Commercial leases are in the 3-5 year range. So most of the pre-covid ones have already rolled.
I'd focus on the ones that are about to roll. The business who signed a 5 year lease in August of 2019, that's up in August of 2024.
I'd go walk my happy butt into that office space. I know a commercial tenant (colleague) who is paying to rent an office space big enough for 40 employees, but only 5 people are willing to go to the office, so it's a ghost town, obviously they will not be renewing.
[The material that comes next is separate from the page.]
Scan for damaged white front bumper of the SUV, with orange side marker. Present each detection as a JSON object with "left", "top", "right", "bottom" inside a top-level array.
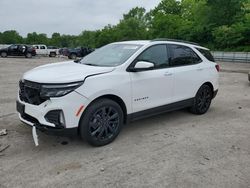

If a potential buyer were to walk in there, it would be obvious that this tenant isn't renewing, and they'd be a fool to include that rent in their own underwriting numbers.
Be cynical and conservative, subtract out the rent from any ghost office. Consider making judgement calls beyond just the obvious ghost offices, too.
At this point, since we're at about the 5 year mark, I think things are mostly stabilized. And if that means it's "stable" at 35% vacancy, then don't pay a dollar over what makes sense with perpetual 35% vacancy. The listing broker is going to have a proforma assuming 10% vacancy, throw it in the trash, which is EXACTLY what we are doing on the lending side.
If that 35% vacancy ever shrinks to 15%, hey, that's your upside, that's why buying an office in 2024/2025 is going to be like buying homes was in 2009/2010 at the bottom of the market. More millionaires were made by those bottom of market home purchases than most other times, I suspect that's what we're looking at for offices this year and next.
Let me know if you want to run financing numbers.